An old woman comes forward and says this happens all the time. With tears in her eyes, she unwraps the rest of the package. It's a girl.
The women start to cry, and some of the men and women argue about what to do with the body. The men think it's best to bury her secretly, but the women argue that she should receive a proper burial and they should notify the authorities.
At home, Mark asks his mother to explain what happened.
Mama says that maids and nannies aren't allowed to have babies, and they're afraid of losing their jobs if their baby is discovered. They smother the baby and dump it in the garbage in order to keep working.
Mark wants to know if they will get arrested if caught.
Mama's response: "Police don't arrest black people for killing black people" (7.80).
They stop going to that garbage dump, and start going to another one, where a chicken factory would dump its rejected eggs and dead chickens. But 99% of the eggs had embryos in them and were useless.
Many months later, after Mark's youngest sister Maria was born, Papa returns. But he is bitter, violent, and angry. He had spent the time in jail, then doing hard labor on white farms and on chain gangs. He wanted nothing but revenge.
The day that he had appeared in court, Papa had thrown his pass away so she could plead a lost pass rather than unemployment, a lesser crime.
But now he needs to get a new pass before he can find a job.
The authorities kept telling him to get this paper or that document, and each day, he returned without a pass.
Finally, he got one, but for months, nobody would give him work because of his arrest record. So the family continued to starve.

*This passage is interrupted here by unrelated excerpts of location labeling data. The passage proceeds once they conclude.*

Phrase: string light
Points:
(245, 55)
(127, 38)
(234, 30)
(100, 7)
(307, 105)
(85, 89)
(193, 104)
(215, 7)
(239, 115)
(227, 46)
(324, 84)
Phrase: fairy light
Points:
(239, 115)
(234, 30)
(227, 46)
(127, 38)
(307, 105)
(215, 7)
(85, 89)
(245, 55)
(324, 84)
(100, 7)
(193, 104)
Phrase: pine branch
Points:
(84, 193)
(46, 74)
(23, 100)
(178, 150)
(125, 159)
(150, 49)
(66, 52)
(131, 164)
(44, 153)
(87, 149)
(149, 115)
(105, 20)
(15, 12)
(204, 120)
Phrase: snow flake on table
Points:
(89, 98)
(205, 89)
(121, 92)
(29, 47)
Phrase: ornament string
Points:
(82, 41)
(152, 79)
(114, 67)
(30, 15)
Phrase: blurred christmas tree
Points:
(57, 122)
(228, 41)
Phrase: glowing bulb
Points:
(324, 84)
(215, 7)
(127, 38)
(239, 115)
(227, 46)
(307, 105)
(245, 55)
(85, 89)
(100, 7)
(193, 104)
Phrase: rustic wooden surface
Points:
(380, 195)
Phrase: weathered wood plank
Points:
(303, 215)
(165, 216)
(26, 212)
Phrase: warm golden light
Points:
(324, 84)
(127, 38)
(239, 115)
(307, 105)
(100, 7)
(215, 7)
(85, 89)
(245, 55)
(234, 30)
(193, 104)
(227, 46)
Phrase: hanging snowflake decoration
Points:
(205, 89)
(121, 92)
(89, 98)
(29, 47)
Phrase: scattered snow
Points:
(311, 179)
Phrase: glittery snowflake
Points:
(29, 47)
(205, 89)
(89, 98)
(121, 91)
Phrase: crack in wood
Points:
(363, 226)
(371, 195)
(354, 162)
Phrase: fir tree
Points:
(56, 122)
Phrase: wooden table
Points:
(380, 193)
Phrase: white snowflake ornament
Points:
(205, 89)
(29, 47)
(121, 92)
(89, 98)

One day, Mark is so hungry, he starts to feel dizzy and then to hallucinate. Everyday objects became monsters, which then burst into flame. He screamed that the house was on fire, and Mama hits him to calm him down. Finally she pours water all over him and his head stops spinning. She tells him stories until he falls asleep.
The next morning, he tells Mama his dream. He dreamt that he was marooned on an island, and came across some white men who worshipped him as if he was God. They took him to a hut overflowing with food, and told him to eat everything. Greedy, he ate until he burst open, though he didn't die.
Mama interprets the dream. Someday, she says, you will find yourself in a place a long ways from here. Strangers will take you in, she says. They will feed you and clothe you and give you what you want.